OCTA: All patients were examined in a dark room using OCTA (Zeiss Meditec, HD-OCT 5000 with Angioplex) with the subjects’ pupils in their natural state. The subject was told to rest his lower jaw and forehead on a mandibular rest and forehead fixation device and to adjust the table height to maintain comfort. The scanning procedure included: angio-OCTA 6 × 6 mm scan. To reduce motion artifacts, ZeissOCTA employs real-time tracking technology. Only image signal intensities≥6 are allowed. Due to examination system limitations, only superficial retinal vessel density (from the inner boundary membrane to the inner plexiform layer) can be quantified, but not deep retinal vessel density. In this study, the metrics included in the analysis were: vascular density (VD) and perfusion density (PD) at 6 × 6 mm (including mean VD and mean perfusion density, as well as VD and perfusion density in the superior, inferior, nasal, and temporal aspects of the inner ring and in the superior, inferior, nasal, and temporal aspects of the outer ring) (Figure 1). All hypertensive patients and volunteers included in the study had both eyes examined, and all data from the right eye were chosen for statistical analysis, with data from the left eye chosen for statistical inclusion if the quality of the data from the right eye was poor.

Figure 1. Optical coherence tomography angiography 6×6mm scan image centered on the optic disc. The diameters of the three concentric circles are 1, 3, and 6mm. The measurement tool (AngioPlex software, version 10.0; Carl Zeiss Meditec) provided (a) vessel density and (b) perfusion density measurements in individual subfields. The bold box shows the automatic quantitative measurements for an average of the inner ring, outer ring, and full area.

Statistical analysis

Statistical analyses were performed using SPSS version 26.0 (IBM Corporation, USA). For statistical analyses, BCVA values were transformed to the logarithm of the minimum angle of resolution (log MAR) values. One-way analysis of variance (ANOVA), Bonferroni test, and chi-square test was used to compare the clinical characteristics, OCT and OCTA parameters of each group. Pearson correlation was used to analyze the relationship between the correlates of blood pressure variability and OCT and OCTA parameters.
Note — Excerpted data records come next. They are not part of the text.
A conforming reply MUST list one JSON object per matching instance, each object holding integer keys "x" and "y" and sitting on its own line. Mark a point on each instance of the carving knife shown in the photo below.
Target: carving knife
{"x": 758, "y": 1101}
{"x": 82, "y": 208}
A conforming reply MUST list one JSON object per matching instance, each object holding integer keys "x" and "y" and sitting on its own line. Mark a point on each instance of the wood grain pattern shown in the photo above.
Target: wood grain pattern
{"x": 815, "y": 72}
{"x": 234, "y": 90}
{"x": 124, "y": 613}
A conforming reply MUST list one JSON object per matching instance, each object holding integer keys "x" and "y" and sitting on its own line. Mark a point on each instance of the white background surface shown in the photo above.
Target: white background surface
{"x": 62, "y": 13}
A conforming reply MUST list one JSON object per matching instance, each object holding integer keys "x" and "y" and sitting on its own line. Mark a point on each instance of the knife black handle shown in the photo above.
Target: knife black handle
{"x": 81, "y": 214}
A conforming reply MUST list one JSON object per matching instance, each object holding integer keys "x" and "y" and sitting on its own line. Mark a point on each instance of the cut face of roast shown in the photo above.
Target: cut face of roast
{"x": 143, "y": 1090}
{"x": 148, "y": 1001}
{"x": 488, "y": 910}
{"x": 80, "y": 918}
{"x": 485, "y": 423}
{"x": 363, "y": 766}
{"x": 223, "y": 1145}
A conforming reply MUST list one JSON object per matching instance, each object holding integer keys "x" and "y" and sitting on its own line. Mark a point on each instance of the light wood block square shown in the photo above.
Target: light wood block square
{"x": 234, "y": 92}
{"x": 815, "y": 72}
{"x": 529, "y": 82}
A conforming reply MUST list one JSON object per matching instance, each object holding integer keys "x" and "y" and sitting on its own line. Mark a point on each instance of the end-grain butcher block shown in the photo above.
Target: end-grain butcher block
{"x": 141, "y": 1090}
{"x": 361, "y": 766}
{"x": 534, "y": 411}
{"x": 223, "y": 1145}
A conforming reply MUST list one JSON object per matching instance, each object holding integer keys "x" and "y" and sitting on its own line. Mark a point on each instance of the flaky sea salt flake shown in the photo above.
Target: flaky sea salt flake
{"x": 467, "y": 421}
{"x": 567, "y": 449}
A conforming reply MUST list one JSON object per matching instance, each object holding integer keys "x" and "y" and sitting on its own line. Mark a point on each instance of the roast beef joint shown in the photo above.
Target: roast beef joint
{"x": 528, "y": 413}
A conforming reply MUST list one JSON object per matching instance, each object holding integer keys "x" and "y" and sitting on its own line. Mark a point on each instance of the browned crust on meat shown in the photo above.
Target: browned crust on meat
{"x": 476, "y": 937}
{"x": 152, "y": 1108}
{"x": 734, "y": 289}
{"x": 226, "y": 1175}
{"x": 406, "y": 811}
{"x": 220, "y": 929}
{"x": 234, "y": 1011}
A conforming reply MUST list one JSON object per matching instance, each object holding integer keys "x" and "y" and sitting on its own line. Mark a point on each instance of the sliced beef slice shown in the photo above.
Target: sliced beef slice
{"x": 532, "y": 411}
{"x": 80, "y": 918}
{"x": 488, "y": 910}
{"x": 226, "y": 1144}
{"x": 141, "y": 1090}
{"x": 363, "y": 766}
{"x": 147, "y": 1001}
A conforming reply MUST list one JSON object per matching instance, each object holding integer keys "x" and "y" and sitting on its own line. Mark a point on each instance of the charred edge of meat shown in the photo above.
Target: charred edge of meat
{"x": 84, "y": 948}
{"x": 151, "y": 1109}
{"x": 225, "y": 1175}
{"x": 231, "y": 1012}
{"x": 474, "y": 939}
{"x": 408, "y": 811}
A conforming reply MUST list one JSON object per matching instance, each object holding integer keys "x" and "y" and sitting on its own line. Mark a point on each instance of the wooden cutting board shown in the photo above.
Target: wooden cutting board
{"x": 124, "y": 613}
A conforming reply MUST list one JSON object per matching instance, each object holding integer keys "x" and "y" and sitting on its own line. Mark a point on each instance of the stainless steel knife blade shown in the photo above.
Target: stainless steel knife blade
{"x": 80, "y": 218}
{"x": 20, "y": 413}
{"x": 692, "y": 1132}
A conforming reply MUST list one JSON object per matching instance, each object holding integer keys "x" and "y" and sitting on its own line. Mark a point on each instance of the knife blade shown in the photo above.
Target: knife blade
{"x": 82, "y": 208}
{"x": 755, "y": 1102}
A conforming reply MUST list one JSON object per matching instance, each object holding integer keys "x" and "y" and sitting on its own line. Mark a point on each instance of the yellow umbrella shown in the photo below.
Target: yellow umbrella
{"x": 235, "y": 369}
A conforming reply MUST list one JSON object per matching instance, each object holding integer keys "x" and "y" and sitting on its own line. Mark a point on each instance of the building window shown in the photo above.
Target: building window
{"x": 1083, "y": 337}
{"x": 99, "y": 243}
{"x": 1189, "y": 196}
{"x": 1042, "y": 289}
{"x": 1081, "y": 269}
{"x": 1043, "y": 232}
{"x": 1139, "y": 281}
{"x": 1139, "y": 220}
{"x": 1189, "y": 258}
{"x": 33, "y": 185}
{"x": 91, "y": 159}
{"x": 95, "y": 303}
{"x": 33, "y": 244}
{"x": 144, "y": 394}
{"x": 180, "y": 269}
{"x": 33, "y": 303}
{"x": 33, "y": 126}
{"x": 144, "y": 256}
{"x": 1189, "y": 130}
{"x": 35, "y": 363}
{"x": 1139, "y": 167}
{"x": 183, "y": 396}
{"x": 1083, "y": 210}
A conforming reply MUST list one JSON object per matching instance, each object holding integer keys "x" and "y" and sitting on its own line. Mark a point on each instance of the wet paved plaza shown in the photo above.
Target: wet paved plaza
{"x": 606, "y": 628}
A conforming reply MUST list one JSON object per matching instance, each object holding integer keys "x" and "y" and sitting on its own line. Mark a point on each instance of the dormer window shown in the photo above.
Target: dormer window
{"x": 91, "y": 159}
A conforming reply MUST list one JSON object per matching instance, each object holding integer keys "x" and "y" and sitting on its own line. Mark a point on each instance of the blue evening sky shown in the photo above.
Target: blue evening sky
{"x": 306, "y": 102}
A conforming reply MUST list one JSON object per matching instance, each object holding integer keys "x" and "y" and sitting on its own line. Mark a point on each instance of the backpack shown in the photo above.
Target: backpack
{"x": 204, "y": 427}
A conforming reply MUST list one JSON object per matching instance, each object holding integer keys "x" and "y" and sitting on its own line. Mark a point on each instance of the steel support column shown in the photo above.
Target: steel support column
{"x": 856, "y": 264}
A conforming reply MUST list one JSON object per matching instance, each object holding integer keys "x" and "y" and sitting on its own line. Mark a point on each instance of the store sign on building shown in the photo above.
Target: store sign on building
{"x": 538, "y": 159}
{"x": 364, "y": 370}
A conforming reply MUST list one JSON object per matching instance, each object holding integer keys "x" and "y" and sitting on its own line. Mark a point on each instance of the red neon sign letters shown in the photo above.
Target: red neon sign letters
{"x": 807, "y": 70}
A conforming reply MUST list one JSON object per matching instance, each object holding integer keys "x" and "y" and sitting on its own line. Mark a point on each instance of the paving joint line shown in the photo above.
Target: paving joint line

Spearman’s rank correlation was used to analyze the relationship between grade variables such as gender and K-W-B classification and OCT and OCTA parameters. p < .05 was considered statistically significant.

Result

Patient characteristics

We recruited 122 hypertensive patients and 63 healthy volunteers. After eliminating low quality images (12 eyes in the hypertensive group and 3 eyes in the control group), the hypertensive patients were divided into 55 each in the low ARV group (ARV 11.50) and high ARV group (ARV>11.5) by the median systolic ARV, and 60 in the healthy control group, for a total of 170 subjects included in this study. The case and control groups were described as stated in Table 1. The low ARV group’s mean age was 51.71 ± 11.76 years, the high ARV group’s mean age was 58.89 ± 10.84 years, and the control group’s mean age was 54.87 ± 13.91 years (p 0.05). The mean duration of hypertension in the low ARV group was 8.41 ± 7.44 years and 8.86 ± 7.86 years in the high ARV group (p = .001). BMI in the low-ARV group was 25.81 ± 4.31, 24.95 ± 4.13 in the high-ARV group, and 23.79 ± 3.00 in the control group (p＜0.05). The K-W-B classification differed significantly between the three groups (p = .001). Gender, smoking history, IOP, and BCVA did not differ significantly between the three groups.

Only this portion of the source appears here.